For five years as CEO of the PJM Interconnection, Manu Asthana was the lighting rod for a gathering storm of criticism and frustration with the operation of the nation’s largest regional electricity market and power coordinator.
A month after a contentious grilling from House Republicans and Democrats alike and with governors, power companies, environmental groups and consumer advocates squabbling over PJM policies, Asthana on Monday announced his surprise resignation to take effect at the end of the year.
PJM’s control room in Valley Forge, Pennsylvania, balances moment-to-moment power flows of up to 154,000 megawatts for more than 65 million people across 13 states from the mid-Atlantic coast to Chicago.
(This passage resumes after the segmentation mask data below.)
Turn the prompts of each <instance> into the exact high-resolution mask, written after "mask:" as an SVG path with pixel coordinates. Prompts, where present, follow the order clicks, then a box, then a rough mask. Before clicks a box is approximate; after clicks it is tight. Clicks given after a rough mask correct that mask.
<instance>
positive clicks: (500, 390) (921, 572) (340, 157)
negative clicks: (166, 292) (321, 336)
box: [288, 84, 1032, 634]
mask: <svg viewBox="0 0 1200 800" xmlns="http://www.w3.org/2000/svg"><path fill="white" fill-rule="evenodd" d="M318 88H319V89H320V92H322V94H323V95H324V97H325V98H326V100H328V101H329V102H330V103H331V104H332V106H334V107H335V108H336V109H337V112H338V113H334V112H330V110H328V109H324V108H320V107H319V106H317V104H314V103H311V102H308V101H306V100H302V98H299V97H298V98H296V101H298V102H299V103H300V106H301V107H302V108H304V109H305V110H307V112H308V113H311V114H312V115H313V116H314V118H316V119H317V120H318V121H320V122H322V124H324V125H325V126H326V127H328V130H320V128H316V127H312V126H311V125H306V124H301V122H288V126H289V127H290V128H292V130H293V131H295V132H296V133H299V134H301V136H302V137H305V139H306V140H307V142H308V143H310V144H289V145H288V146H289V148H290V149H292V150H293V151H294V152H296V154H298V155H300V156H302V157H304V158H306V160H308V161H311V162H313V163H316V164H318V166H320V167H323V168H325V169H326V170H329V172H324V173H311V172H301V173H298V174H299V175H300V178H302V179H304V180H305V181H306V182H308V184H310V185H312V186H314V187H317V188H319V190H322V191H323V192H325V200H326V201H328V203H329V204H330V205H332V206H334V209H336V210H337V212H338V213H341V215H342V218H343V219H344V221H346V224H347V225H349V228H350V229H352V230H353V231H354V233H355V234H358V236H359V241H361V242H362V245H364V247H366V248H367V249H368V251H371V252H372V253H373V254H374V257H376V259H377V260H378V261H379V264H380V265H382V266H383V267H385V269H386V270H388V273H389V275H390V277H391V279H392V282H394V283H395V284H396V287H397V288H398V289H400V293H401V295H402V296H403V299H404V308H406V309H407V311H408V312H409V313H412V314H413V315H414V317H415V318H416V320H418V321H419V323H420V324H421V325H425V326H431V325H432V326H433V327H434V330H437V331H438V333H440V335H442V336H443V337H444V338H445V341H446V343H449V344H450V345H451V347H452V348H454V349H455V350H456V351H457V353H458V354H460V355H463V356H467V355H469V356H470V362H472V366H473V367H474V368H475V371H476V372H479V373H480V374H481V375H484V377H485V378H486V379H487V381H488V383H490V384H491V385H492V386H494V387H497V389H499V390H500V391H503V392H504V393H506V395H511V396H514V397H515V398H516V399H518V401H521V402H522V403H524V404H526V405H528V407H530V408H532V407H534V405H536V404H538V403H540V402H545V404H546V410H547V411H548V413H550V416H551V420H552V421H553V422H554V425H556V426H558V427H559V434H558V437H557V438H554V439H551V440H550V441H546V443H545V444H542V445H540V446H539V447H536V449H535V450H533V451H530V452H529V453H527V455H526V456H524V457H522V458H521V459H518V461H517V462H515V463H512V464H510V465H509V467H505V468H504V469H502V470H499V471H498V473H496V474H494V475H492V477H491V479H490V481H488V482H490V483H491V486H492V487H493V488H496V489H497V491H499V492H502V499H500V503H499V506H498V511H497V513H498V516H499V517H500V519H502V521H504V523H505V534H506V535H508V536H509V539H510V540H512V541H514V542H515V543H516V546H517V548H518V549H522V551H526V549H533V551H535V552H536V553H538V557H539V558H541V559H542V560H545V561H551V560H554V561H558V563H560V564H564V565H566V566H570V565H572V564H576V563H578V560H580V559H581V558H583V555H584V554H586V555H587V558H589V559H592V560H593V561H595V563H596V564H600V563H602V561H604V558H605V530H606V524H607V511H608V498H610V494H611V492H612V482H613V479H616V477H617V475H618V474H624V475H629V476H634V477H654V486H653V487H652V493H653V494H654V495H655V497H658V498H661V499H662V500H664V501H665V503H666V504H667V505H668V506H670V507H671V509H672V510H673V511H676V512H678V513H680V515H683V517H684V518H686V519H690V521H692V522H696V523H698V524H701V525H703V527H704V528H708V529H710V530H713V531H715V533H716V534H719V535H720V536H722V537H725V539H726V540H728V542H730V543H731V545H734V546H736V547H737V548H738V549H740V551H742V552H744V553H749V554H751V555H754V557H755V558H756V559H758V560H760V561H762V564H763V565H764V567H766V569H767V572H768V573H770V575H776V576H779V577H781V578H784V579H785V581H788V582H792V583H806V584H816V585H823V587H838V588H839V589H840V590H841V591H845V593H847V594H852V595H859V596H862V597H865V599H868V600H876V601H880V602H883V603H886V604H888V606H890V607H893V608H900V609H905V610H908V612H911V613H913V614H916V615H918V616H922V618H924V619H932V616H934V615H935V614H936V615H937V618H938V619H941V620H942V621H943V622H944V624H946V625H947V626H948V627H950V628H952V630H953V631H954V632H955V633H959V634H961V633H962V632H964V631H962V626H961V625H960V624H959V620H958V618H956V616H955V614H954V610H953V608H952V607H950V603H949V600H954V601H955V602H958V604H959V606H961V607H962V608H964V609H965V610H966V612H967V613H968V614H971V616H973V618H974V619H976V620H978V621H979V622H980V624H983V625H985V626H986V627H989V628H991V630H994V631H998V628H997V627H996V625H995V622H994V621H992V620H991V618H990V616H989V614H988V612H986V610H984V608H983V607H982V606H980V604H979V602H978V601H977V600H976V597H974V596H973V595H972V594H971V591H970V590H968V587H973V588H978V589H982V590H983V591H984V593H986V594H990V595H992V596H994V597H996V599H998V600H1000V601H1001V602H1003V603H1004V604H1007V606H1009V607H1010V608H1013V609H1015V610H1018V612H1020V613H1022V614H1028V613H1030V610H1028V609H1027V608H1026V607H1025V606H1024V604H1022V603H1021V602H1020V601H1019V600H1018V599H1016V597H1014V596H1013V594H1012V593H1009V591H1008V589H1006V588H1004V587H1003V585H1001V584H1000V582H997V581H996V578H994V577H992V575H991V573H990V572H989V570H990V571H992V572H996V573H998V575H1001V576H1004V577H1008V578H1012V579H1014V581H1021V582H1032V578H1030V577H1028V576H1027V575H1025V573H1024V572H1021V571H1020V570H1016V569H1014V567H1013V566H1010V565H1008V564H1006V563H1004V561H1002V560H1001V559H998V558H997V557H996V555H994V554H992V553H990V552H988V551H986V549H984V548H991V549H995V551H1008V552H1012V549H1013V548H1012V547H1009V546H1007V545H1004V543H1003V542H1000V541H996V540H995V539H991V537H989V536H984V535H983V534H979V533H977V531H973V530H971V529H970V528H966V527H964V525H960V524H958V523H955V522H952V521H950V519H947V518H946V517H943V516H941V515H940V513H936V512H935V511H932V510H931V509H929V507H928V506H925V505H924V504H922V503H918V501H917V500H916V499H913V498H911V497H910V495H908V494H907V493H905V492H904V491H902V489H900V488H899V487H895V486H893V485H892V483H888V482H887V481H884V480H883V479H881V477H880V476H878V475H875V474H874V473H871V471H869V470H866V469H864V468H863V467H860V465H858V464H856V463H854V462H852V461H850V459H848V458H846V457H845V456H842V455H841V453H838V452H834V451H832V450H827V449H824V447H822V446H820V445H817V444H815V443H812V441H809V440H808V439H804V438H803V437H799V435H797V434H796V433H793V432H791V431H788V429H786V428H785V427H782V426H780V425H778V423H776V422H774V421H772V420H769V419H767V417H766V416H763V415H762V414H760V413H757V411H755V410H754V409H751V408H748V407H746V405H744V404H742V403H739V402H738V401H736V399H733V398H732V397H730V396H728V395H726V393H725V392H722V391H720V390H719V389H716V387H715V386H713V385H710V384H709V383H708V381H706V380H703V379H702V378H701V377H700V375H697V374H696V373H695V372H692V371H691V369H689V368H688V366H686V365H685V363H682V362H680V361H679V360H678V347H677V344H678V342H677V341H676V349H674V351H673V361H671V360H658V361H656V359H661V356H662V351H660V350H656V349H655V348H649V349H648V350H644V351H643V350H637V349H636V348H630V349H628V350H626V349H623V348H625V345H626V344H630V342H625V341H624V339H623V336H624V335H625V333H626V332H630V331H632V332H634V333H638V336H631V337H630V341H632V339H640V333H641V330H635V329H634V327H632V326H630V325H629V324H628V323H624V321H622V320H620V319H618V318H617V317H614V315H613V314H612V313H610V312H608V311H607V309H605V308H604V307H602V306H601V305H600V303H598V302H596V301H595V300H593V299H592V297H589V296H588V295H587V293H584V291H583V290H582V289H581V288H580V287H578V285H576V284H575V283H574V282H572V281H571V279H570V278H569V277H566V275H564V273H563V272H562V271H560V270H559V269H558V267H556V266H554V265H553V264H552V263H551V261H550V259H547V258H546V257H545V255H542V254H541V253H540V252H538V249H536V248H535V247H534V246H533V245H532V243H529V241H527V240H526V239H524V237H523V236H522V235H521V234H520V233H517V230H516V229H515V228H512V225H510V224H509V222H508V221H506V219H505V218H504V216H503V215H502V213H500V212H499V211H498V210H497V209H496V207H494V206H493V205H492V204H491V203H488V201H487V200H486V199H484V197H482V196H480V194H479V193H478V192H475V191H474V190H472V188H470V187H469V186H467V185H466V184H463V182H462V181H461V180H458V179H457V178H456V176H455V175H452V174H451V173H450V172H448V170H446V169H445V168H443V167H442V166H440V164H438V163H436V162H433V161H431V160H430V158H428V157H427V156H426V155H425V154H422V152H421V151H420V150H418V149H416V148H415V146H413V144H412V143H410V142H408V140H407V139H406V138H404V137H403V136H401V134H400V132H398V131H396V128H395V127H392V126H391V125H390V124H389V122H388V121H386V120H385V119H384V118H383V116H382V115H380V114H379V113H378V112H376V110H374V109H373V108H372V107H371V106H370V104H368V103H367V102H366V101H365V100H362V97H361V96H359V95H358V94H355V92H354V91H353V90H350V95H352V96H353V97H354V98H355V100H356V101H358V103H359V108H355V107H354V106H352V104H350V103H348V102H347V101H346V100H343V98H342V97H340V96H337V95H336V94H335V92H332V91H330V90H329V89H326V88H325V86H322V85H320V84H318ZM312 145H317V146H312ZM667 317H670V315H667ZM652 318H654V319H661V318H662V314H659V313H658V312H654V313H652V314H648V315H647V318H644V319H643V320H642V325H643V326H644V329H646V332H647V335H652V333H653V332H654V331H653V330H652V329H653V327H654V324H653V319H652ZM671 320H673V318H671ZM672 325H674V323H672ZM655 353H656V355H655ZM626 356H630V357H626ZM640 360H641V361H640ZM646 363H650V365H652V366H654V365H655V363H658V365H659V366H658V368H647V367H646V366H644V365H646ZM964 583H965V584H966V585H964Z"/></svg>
But its unwieldy patchwork of generators and utilities, often with different agendas, has contributed to a slow planning process. Critics say it hasn’t kept pace with the dynamic technology forces and climate policy battles reshaping the American electricity system.
PJM has warned that old coal- and gas-fired plants are retiring faster than they can be replaced by new wind and solar farms, energy storage or new gas generation. But its arduous, expensive process for approving a raft of proposed new solar power projects has kept the renewable option on the sidelines. Concerns about potential electricity shortages in the coming years have invited emergency action by President Donald Trump to order selected fossil plants to keep running, with decisions due in a matter of months.